01es edited this page Aug 16, 2017 · 15 revisions

Entity companion objects, which due to historical reasons are still associated with the notion of DAO (Data Access Object), provide a family of methods for reading persisted entities from a datastore (some relational database at this stage). One of the most recent addition to this family are the two steaming methods.

These streaming method offer two major benefits:

  • The ability to process large amounts of data without blowing up the heap.
  • The ability to use Java Streaming API as if processing an ordinary stream, but with a database backend.

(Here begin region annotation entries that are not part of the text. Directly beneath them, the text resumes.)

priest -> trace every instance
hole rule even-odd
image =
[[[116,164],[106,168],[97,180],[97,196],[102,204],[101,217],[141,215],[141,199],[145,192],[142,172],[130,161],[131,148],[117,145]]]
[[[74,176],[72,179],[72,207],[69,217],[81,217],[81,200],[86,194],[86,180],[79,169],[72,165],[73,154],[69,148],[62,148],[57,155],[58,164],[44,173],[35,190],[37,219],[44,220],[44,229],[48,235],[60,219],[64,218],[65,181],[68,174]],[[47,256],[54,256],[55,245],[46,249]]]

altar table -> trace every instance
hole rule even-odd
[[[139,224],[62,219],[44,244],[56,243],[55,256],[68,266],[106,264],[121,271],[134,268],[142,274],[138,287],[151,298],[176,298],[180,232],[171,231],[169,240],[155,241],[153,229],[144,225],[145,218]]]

In order to illustrate both of the points above, let's consider a situation where a large number of timesheets needs to be processed. This assumes that such processing is only possible to be implemented in the application logic using Java. Always remember to EQL's ability to get what you need from a database if possible -- this is a lot more performant!

Processing large datasets

The snippet below uses now deprecated method getAllEntities(qem) to sequentially process the matching timesheets. Hint lightweight() is used to gain additional performance associated with entity instantiation in cases where those are used strictly for read-only purposes.

for (final Timesheet ts: getAllEntities(from(query).with(fetch).lightweight().model())) {
   // do things to a timesheet instance
}

This implementation would blow the heap if the number of entities matched by the specified query is too large. And an unwitting developer who happily covered this functionality with a unit test against a small set of data, would be very much surprised when her code blows in production!

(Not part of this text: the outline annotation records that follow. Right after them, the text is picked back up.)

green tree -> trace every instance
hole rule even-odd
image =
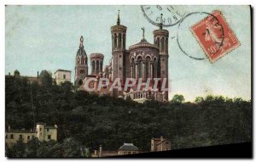
[[[49,87],[52,85],[52,77],[50,72],[47,70],[42,70],[39,76],[43,86]]]
[[[204,101],[204,98],[202,97],[196,97],[195,102],[195,103],[201,103]]]
[[[171,103],[182,103],[185,101],[184,97],[183,95],[176,94],[173,96]]]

However, one still needs to be able to process all matching timesheets. How can this be done? The answer is -- stream the data! The snippet below demonstrates how this can be done using the companion streaming methods.

try(final Stream<Timesheet> timesheets = stream(from(query).with(fetch).lightweight().model())) {
    timesheets.forEach(ts -> /* do things to a timesheet instance */);
}

Deep underneath the streaming implementation uses an instance of the JDBC ResultSet, which reads the data from the database in batches of the specified size and gets closed as the same time as the associated stream. There are two points of notice here:

  1. It is critical to close the stream once it is no longer needed. Otherwise database resources will start leaking. The best way to achieve this is by using the try-with-resource construct as in the example above. It is alright pass open streams around such as to have methods that return an open stream, but then the users of such streams are responsible for closing them.

  2. The batch size for reading the data can be controlled. Some times it make sense to increase the default batch size (currently 25), which might result in performance improvement -- usually loading less larger chunks of data is faster than loading more smaller chunks of data. Method stream has two versions -- one takes only an instance of QueryExecutionModel, another -- takes a batch size in addition.

The snippet below demonstrates streaming with a custom batch size of 100.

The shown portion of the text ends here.